Thursday, January 21, 2016

Ode To Melvin

 There are dog people and crazy cat ladies but why has no one talked about wild-for-fish people?

Because I might be one of them.

You have to know I didn’t start out this way. I never cared immensely for the idea of fish as pets. After all growing up, I had a gold fish and a cat fish known affectionately as “goldie” and “whiskers”. Clearly we were an innovative and creative type family.

But I also had two cats and a dog and I was quite honestly obsessed with my dog. Her name was Charnie, and she was a black Labrador retriever. She was a bundle of energy, unconditional acceptance with a threatening stubborn streak.
The first book I ever wrote and published (because my parents ‘published’ it for me by laminating it) was in third grade. It was all about our dog, Charnie which included detailed instruction for how to care for your pet, dog.

But that’s beside the point, let’s get back to the main concept: me being a fish lady.

One morning last spring I awoke to the strongest drive to go out and get a dog. I’d been wanting a dog pretty much daily since I left the college dorms 7 years ago. But this particular morning the urge was so strong that if I couldn’t find a pet to nurture immediately I felt like I would split open and start nurturing inanimate objects.

But since our landlord didn’t allow dogs and we hadn’t saved for a pet fund yet, I had few options. Off Scott and I went to Petco.  Impulsively I chose to go with a fish. A little purple redish Beta fish specifically. It wasn’t a very expensive start up fee at all, just a bowl, fish food, a net, some pebbles, a plant and water cleaner.

I named him Melvin and fell for him quite quickly. I nurtured him with baths and feeding rituals. I worried like a crazy fish lady about him when we moved and he refused to eat for 2 weeks. Scott and I greet him in the mornings and wish him good night in the evenings. When I leave on a trip I wonder how Melvin is doing and hope he doesn’t get too lonely. Sometimes he’s very active and playful and other times he’s very serene and still. We feed him gourmet shrimp because he has turned into an entitled little fish (he must know he’s the only pet around)

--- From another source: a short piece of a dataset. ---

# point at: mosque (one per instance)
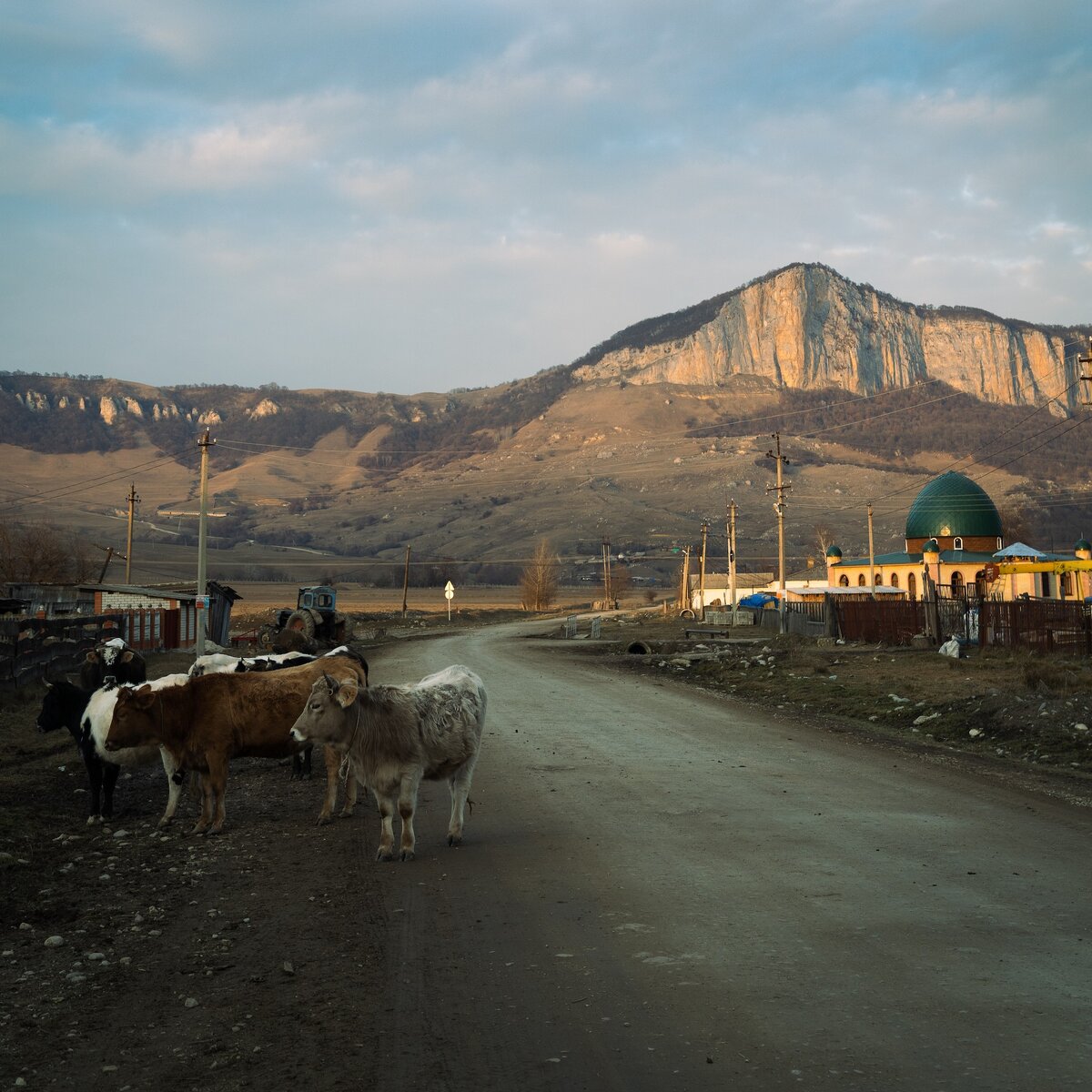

Our innate desire to care for someone, something, other than ourselves is so embedded in who we are as humans. I feel sheepish about my love for Melvin and a little silly. After, what exactly does Mevlin do for me? But here’s the thing; there’s reciprocity in taking care of something other than yourself. You really do get something out of it.  
Whenever I assessed my clients for depression or suicide I always mentally listed their “protective factors”  (basically something that is associated with lowering the risk). These things can include, family support, community resources etc but I always listed caring for something else as a protective factor. It could be a younger sibling, a pet or a plant. As long as we aren’t talking about “over-functioning” in an unhealthy way, having something to care for is essentially caring for your own well-being. It’s teaches ownership and helps create a sense of empowerment.

It’s in our DNA to care for others. It’s innate and instinctive. It’s in our deep gut. No matter how badly we want to believe we don’t need others we do. We need them and they need us.

I worked with a few younger clients awhile back who had lost pet after pet after pet throughout the years. I did a lot of things to help them grieve the loss of their pets whether it was by writing them letters, or creating a mail box for them or dreaming up where they were now. Eventually though, they moved on to different topics and weren't so interested in writing their pets letters. One day, one of these clients came to therapy and was very excited about a new game on his tablet. I was listening in the way I do about games; (because all my clients play tons and tons of games I’ve never even heard of) and because my husband is a huge game fanatic I’m pretty good at getting the gist of game rather quickly. Anyway he started talking about these dragons he takes care of, and creates habitats for. He explained how he feeds them so they will grow and he even gets to pet them. I couldn’t help but think that even if everything is ripped out of our hands, we (us little resilient humans) will find a way to care for something, someone, besides ourselves.

Those little dragons need some love too.

And so does my little fish, Melvin.

Because the truth is I need a whole lot of love and by loving something else, I am essentially pouring love back into myself. When we give love we receive love and when we receive love we want to give it lavishly away. Funny how that works.